The Press: South Toward Home

  • Share
  • Read Later

(2 of 2)

Morris' journalistic learning, or non-learning, began at age twelve, when he became sports "editor" of the Yazoo Herald. A decade later he came briefly to public attention when, as student editor of the University of Texas newspaper, he editorially accused the Governor and state legislators of collusion with oil and gas interests. He was asked to resign, but refused. The university countered by appointing a faculty supervisor for the paper. The next day Morris wrote that the appointee would "bring to the Daily Texan ... the sensitivity of high salary and position."

After four years in England, Morris returned to his gadfly role, as editor of the Observer. John Fischer, editor of Harper's (himself a former Rhodes scholar who liked to keep tabs on that elite tribe), then called to offer him an editing job. Morris took it, and for four years worked quietly in Manhattan. In 1967, at Fischer's urging, Harper's president, John Cowles Jr., made Morris the youngest editor in chief of the oldest literary magazine in the U.S. "Making him editor," says one Harper's staffer, "was Fischer's revenge on the New York Jewish Intellectual Establishment.
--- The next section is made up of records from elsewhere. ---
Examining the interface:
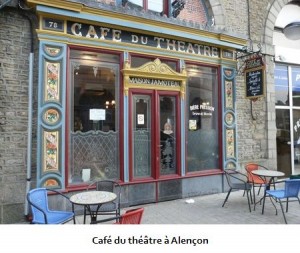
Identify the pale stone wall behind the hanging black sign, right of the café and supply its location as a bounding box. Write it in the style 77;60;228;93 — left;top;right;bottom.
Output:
220;0;277;168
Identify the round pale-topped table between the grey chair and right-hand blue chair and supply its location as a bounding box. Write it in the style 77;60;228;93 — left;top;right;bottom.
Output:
251;170;285;214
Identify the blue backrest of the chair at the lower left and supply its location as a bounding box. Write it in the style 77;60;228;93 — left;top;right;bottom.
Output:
27;188;49;221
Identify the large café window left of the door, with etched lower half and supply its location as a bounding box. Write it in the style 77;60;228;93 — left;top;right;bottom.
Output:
68;50;119;184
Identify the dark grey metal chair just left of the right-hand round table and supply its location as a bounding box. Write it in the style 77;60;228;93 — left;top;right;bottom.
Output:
222;169;252;212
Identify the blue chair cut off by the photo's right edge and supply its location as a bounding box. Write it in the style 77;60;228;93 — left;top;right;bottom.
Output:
263;179;300;224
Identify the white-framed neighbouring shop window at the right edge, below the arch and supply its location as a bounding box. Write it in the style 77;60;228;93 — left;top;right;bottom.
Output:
275;64;300;176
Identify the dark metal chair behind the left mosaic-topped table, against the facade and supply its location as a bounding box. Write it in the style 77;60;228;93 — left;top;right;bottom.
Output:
83;180;121;223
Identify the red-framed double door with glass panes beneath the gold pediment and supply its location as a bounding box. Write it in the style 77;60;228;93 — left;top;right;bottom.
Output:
129;89;180;181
Little did he know."

Morris knew. He brought a Texas friend, Larry King, to the magazine, lured Pulitzer Prizewinner David Halberstam away from the New York Times, and persuaded his friend and fellow Southerner William Styron to run a 35,000-word excerpt from The Confessions of Nat Turner in Harper's at a fee several times smaller than he could have got elsewhere. But his official declaration of independence came when he signed Norman Mailer to recount his experiences at a Washington peace march.

Writers' Prerogatives. Mailer turned in 90,000 words. Morris read them all and deliberated with Executive Editor Midge Decter for most of a drinking afternoon before deciding to run the piece in full, turning over a whole issue of Harper's to what was probably the longest magazine article ever published, "The Steps of the Pentagon." In book form, as The Armies of the Night, it won a Pulitzer Prize for Mailer.

As an editor, Morris acts more as a filter than an originator of ideas, but his greatest strength is in understanding, in Halberstam's words, "writers' prerogatives, what they feel, what they are, what is important to them." Often what is most important to them is to be given the freedom to write in the length and style they want to. Last week, Morris broached a story idea to his old Texas classmate, Bill Moyers, who had just been dropped as publisher of Long Island's Newsday. "Take a month, rent a car, see the country and do a piece on America," were Morris' only instructions. "What appeals to me about doing it," says Moyers, "is that Willie has no hang-ups about style, tradition, length−no preconceived ideas of shaping a writer. He is much more interested in me and what I might have to say than in his own idea of what I should say."